Вцепившись руками в спасительное древко, я мог часами тащить кого угодно, не отдыхая: и я уже как бы был среди всех свой, хихикая над чужим анекдотом, не злым, не едким, потому что в заводской колонне обычно поддавали на ходу из пластмассового стаканчика или из горла, и это никем не запрещалось, но всегда создавало легкую атмосферу радушия и праздника. Лишь по временам, когда приходил какой-нибудь райкомовский уполномоченный, я сжимался, хоть и понимал, что он не может знать всех, но все же своим особым нюхом мог угадать и ткнуть пальцем: «Кто разрешил?» И тогда меня неминуемо вытряхнут из колонны. Иногда и вытряхивали. И те, что были почти своими, веселыми, добродушными, сразу становились несговорчивыми, потупливая глаза; бдительных деятелей свыше недолюбливали, но боялись. Обычно с ними не спорили.

Если же мне удавалось пройти Неглинную до Метрополя, я вживался в чужой коллектив как в свой, я был его телом, кровью, отторгнуть меня становилось практически невозможно.

Совершалось чудо из чудес: пройдя десятичасовой путь от дома, я вступал победителем на Красную площадь. «Москва моя, страна моя, ты самая любимая…»

Гремели репродукторы, звучала музыка, марши, все цвело красным цветом.

И хоть проходил я всегда далеко от Мавзолея — близкие колонны формировались, наверное, из других, надежных коллективов, — но и это никак не портило моего праздника. Зайдя за буровато-красные стены Исторического музея, я, подобно остальным, поворачивался, вытягиваясь в сторону Мавзолея: «Он, Сталин, там? Он смотрит? Он приветствует? Ура ему! Ура! Ура!»

«Он лукаво улыбнется, он посмотрит на народ, эх, много Швернику придется… Эх, много Швернику придется пор-ра-бо-тать в этот год!» Известно, какая это работа — давать ордена.

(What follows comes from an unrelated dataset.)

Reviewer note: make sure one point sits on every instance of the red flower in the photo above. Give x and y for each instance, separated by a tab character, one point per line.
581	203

А мы и тем уже награждены, что тут, рядом со Сталиным.

Пускай ничего не видно, мы все, и я в том числе, домысливали, представляли, почти уже наяву видели, что вон он! Да вот же! Ну, в середине, машет нам! Ура! Ура! И на призыв громкогласный из репродуктора, звонкого, жизнерадостного, почти ликующего казенного голоса, кричавшего еще прежде нас: «Любимому вождю всех народов, генералиссимусу Сталину — ура!» Мы немного визгливо, мелковато, в сравнении с его поставленным дикторским голосом, но очень искренне, с энтузиазмом подхватывали: «Ура-а-а!» Те, кто перебрал с выпивкой, кричали громче.

— Вождю мирового пролетариата, товарищу Сталину — ура!

— Ура! Ура! Ура!

Мои андреевы, маленковы, шверники, ждановы бледнели в свете его всепобеждающей, немного лукавой улыбки, но про них сейчас никто и не помнил. Их тащили лишь потому, что они рядом с ним, иначе все бы несли только его, лучшего друга советских детей, советских рабочих, советских летчиков и советских спортсменов.

«Приезжай, товарищ Сталин, приезжай, отец родной!»

— Генеральному вождю всех времен и народов, великому Сталину — ура!